My sister You have done a wonderful job.
I know.
And you were right, the dress is magnificent on you.
Thank you.
Excuse me.
More people need to see how good I look.
Thank you, Auntie.
She can have you for today.
I get you for all the others.
Gloria, isn't this wonderful? I'm so sorry you couldn't be here to see how beautiful I look.
You mean your breasts look.
Do me a favor, point the camera toward your face.
Gettin' a virtual motorboat.
I got to say, this is the way to go to a wedding.
It must be nice to not have to wear uncomfortable shoes.
Uncomfortable shoes?
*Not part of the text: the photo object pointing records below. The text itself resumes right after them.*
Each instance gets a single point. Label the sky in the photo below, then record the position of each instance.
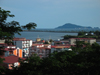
(54, 13)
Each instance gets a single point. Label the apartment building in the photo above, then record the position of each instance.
(60, 48)
(23, 44)
(11, 61)
(42, 50)
(86, 40)
(9, 50)
(11, 54)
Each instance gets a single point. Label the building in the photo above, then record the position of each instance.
(86, 40)
(11, 61)
(23, 44)
(11, 55)
(9, 50)
(60, 48)
(42, 50)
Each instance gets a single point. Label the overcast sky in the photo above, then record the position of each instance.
(54, 13)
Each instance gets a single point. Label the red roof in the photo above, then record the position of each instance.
(81, 38)
(12, 59)
(20, 39)
(8, 49)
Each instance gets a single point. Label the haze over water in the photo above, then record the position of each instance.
(43, 35)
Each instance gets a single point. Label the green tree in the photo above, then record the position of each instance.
(8, 29)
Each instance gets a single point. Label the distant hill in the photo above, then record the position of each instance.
(72, 26)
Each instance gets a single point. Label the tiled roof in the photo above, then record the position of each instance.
(61, 46)
(81, 38)
(20, 39)
(5, 44)
(11, 59)
(8, 49)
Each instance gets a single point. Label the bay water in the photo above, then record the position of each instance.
(43, 35)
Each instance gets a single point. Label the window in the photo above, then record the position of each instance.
(16, 64)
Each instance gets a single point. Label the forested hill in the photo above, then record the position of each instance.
(69, 25)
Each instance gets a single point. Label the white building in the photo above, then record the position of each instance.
(23, 44)
(60, 48)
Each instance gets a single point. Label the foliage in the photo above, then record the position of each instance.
(9, 29)
(85, 62)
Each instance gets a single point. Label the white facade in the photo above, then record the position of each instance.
(24, 45)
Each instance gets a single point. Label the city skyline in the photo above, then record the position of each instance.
(54, 13)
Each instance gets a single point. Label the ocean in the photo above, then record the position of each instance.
(43, 35)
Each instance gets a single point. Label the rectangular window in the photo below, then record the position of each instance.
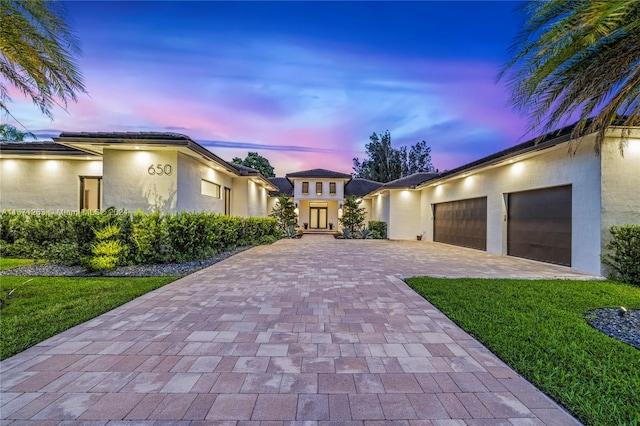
(210, 189)
(227, 201)
(90, 193)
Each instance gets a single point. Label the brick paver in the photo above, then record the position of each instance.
(311, 331)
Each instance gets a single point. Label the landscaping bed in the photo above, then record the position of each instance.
(541, 329)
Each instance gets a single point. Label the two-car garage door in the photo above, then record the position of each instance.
(461, 223)
(538, 224)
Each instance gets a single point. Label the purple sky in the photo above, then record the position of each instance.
(303, 83)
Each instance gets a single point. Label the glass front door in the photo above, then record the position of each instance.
(318, 218)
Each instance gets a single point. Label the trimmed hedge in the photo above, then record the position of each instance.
(378, 228)
(146, 238)
(624, 255)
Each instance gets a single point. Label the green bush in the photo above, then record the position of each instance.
(143, 238)
(378, 229)
(624, 256)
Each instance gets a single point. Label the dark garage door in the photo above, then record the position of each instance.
(539, 225)
(461, 223)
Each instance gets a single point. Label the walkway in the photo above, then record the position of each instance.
(314, 331)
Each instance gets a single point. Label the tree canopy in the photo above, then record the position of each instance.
(578, 58)
(386, 163)
(256, 161)
(37, 54)
(9, 133)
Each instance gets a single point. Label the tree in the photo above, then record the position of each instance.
(578, 58)
(386, 163)
(352, 214)
(9, 133)
(256, 161)
(37, 50)
(284, 212)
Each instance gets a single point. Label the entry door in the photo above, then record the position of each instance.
(318, 218)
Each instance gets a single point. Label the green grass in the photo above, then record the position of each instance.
(539, 329)
(6, 263)
(41, 307)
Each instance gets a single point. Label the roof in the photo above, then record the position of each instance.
(127, 135)
(543, 142)
(284, 187)
(319, 173)
(38, 148)
(244, 170)
(361, 187)
(95, 142)
(410, 181)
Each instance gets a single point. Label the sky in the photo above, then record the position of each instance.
(302, 83)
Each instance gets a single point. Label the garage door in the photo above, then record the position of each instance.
(461, 223)
(539, 225)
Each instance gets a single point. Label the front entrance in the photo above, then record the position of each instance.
(318, 218)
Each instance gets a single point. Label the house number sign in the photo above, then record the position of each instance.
(160, 169)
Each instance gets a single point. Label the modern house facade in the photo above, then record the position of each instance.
(551, 200)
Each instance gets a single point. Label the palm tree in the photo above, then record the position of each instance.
(578, 59)
(37, 50)
(9, 133)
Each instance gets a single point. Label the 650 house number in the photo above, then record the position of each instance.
(160, 169)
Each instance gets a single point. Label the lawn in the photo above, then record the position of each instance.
(15, 263)
(41, 307)
(539, 329)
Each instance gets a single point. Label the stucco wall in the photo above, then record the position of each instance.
(190, 198)
(128, 183)
(257, 200)
(552, 167)
(620, 186)
(298, 195)
(49, 184)
(404, 209)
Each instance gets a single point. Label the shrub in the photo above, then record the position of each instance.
(142, 238)
(624, 256)
(284, 213)
(353, 215)
(378, 229)
(106, 250)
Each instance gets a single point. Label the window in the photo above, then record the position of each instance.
(90, 193)
(227, 201)
(210, 189)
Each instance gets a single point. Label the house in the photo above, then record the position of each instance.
(551, 200)
(319, 194)
(146, 171)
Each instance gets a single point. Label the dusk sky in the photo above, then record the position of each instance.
(302, 83)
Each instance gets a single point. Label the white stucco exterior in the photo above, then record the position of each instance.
(128, 184)
(191, 173)
(49, 184)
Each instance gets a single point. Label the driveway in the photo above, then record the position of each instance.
(314, 331)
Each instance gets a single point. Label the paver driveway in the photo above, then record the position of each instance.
(314, 330)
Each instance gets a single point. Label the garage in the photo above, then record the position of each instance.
(539, 225)
(461, 223)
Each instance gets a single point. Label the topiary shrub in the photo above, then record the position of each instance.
(624, 255)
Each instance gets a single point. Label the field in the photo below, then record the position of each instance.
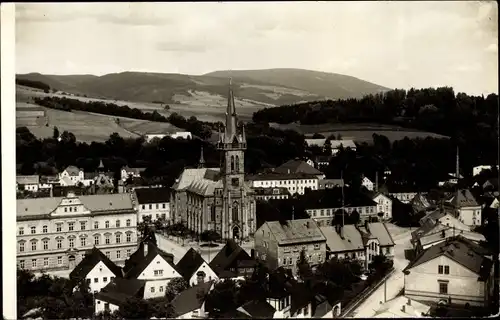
(359, 132)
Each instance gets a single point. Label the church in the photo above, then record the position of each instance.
(218, 198)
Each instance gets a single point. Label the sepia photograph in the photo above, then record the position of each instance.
(250, 160)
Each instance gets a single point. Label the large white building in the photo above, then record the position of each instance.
(54, 233)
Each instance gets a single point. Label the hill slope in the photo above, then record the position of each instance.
(256, 87)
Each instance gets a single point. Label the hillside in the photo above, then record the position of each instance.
(256, 88)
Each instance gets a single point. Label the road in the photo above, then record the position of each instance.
(394, 284)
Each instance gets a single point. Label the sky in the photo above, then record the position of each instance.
(393, 44)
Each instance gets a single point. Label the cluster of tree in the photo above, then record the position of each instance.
(52, 297)
(192, 124)
(33, 84)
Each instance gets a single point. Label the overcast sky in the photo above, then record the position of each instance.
(394, 44)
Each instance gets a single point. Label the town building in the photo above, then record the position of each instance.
(271, 193)
(455, 272)
(322, 205)
(232, 262)
(295, 183)
(218, 198)
(96, 269)
(154, 202)
(279, 243)
(190, 303)
(153, 266)
(54, 233)
(194, 269)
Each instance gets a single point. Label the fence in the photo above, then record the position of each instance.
(352, 305)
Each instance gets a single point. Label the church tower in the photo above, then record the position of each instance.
(238, 208)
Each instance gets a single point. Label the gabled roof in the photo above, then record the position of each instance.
(191, 298)
(460, 250)
(295, 231)
(119, 290)
(152, 195)
(297, 166)
(189, 263)
(139, 261)
(258, 309)
(91, 259)
(34, 179)
(230, 253)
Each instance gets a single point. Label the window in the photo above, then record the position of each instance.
(443, 287)
(158, 273)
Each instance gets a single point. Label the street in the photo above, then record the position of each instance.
(395, 283)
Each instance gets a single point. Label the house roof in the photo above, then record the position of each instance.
(152, 195)
(258, 309)
(191, 298)
(34, 179)
(139, 261)
(72, 170)
(297, 166)
(229, 254)
(460, 250)
(463, 198)
(351, 240)
(189, 263)
(91, 259)
(295, 231)
(119, 290)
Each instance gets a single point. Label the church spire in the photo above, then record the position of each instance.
(201, 164)
(230, 130)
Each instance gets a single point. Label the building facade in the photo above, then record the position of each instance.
(219, 198)
(54, 233)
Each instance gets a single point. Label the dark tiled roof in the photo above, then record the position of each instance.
(191, 298)
(92, 258)
(460, 250)
(297, 166)
(259, 309)
(119, 290)
(229, 255)
(189, 263)
(152, 195)
(138, 261)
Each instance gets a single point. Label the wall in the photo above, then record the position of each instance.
(103, 276)
(463, 287)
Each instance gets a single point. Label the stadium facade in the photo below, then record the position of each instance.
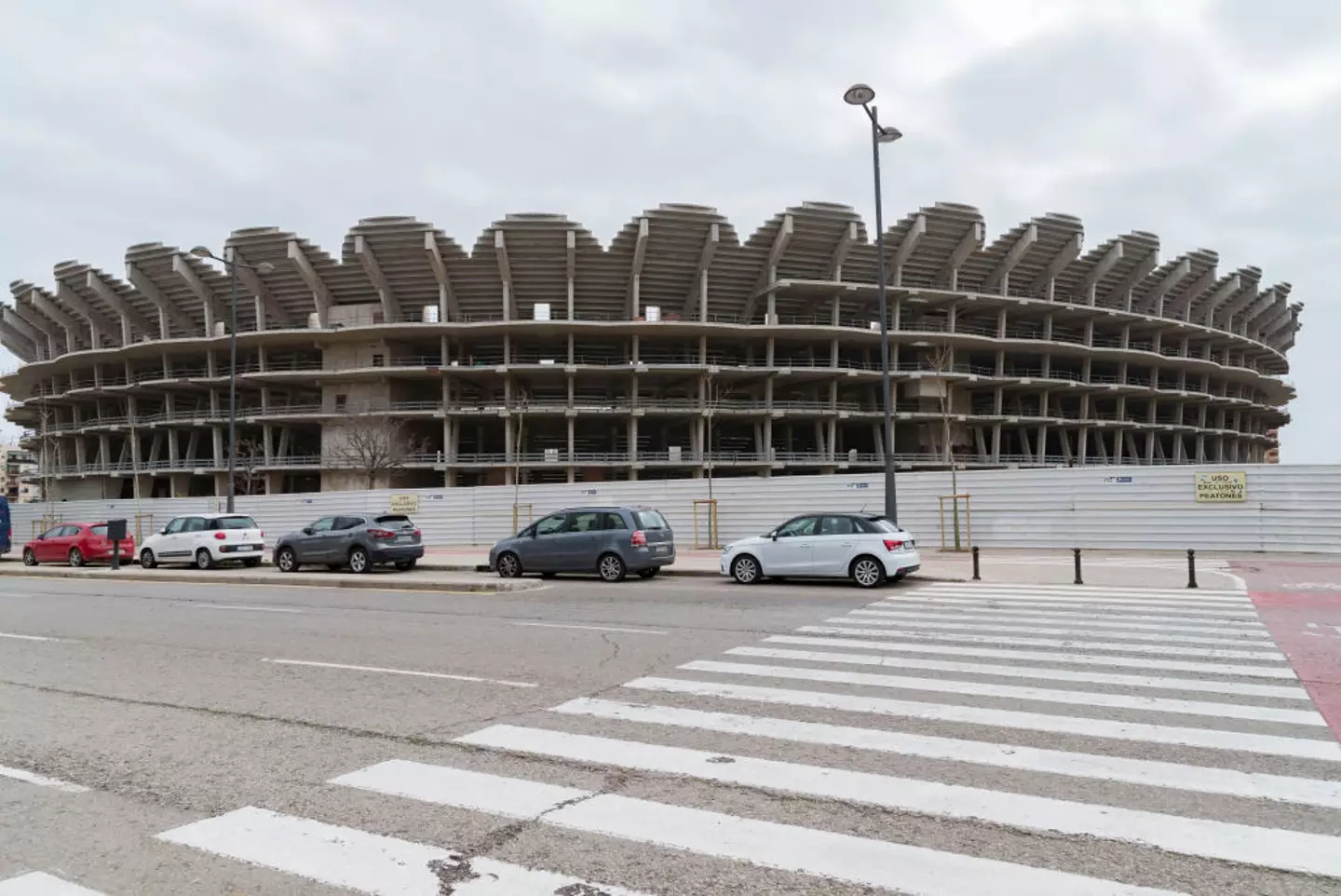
(682, 349)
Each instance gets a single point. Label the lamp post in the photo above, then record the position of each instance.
(264, 267)
(861, 95)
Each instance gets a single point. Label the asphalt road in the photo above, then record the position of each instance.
(667, 737)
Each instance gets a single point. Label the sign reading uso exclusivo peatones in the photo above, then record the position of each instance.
(1222, 487)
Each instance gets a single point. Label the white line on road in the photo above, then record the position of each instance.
(1143, 733)
(1065, 615)
(1188, 594)
(35, 637)
(409, 672)
(1054, 621)
(1077, 765)
(1276, 848)
(1209, 654)
(42, 884)
(42, 781)
(359, 860)
(1017, 692)
(871, 862)
(588, 628)
(1045, 656)
(1276, 691)
(1242, 640)
(1067, 604)
(258, 608)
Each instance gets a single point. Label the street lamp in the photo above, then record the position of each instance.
(861, 95)
(264, 267)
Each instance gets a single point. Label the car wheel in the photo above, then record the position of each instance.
(286, 561)
(744, 569)
(866, 572)
(508, 565)
(610, 567)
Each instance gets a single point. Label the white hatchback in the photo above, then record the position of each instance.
(868, 549)
(204, 541)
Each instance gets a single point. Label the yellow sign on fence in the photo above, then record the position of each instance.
(404, 503)
(1222, 487)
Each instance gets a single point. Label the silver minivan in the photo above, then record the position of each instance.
(608, 541)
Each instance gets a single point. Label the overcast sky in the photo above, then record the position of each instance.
(1212, 124)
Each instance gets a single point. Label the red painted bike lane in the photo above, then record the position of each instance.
(1300, 603)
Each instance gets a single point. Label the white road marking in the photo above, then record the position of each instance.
(1049, 622)
(1090, 606)
(1210, 654)
(42, 884)
(42, 781)
(871, 862)
(359, 860)
(1262, 847)
(35, 637)
(1067, 613)
(1242, 640)
(1277, 691)
(256, 608)
(589, 628)
(1003, 755)
(409, 672)
(475, 790)
(1017, 692)
(1045, 656)
(1191, 594)
(1137, 731)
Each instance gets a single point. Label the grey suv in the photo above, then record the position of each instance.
(608, 541)
(359, 542)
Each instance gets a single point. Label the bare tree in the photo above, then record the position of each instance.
(943, 361)
(375, 444)
(251, 455)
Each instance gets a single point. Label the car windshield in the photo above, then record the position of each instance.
(649, 520)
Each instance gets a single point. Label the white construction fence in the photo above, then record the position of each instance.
(1212, 508)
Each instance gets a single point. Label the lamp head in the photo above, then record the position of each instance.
(859, 95)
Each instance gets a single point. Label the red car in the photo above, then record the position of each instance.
(75, 543)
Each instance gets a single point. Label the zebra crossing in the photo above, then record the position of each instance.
(1164, 725)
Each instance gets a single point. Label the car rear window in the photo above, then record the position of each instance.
(649, 520)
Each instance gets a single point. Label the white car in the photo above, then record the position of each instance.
(206, 541)
(865, 548)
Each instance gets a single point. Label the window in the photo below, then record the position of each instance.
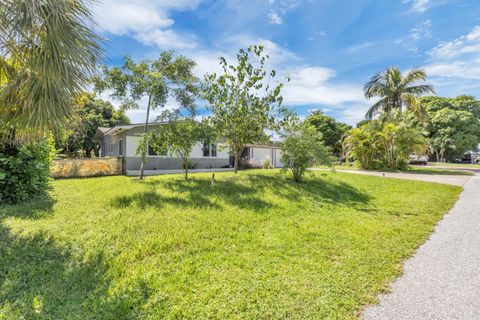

Hell, I ain't wearing pants.
Your Yoruba is very good.
Thank you.
I'm Christina, Bob's sister.
I am Dapo, Abishola's second cousin.
Second cousin? Hmm.
So it wouldn't be weird if we got married and made beautiful babies.
Excuse me.
I'll convert to any religion.
I mean, maybe I'd do better over here.
Get myself a little stall in the market, sell fabrics.
Seems like a nice life.
Douglas, are you under the influence of drugs or alcohol? Yes! And yes! We also have been drinking.
We had a glass of Mr.
Wheeler's nice whiskey to toast him on his special day.
And it was so good, we had to have several more.
GOODWIN: Do not be disappointed.
We are off the clock.
- To Mr.
Wheeler! - To Mr.
Wheeler! Love you guys.
I still can't believe you didn't come.
Again, we were not invited.
Bob Wheeler, sometimes we do not know what we need in our lives until it's there.
I did not know I needed laughter.
I did not know I needed your kindness and love.
I promise to pray for you and love you always.
Thank you.
Kind of sounded like vows.
Yes, husband.
Now, where are mine? Husband.
Boy, I like the sound of that.
Abishola, from the moment I met you, you've been pushing me to be a better version of myself.
You took care of my heart, and I promise you I will take care of yours.
I will spend every day making sure you are safe, happy and loved.
BOB: Did we just lose power? ABISHOLA: Welcome to Nigeria, Bob.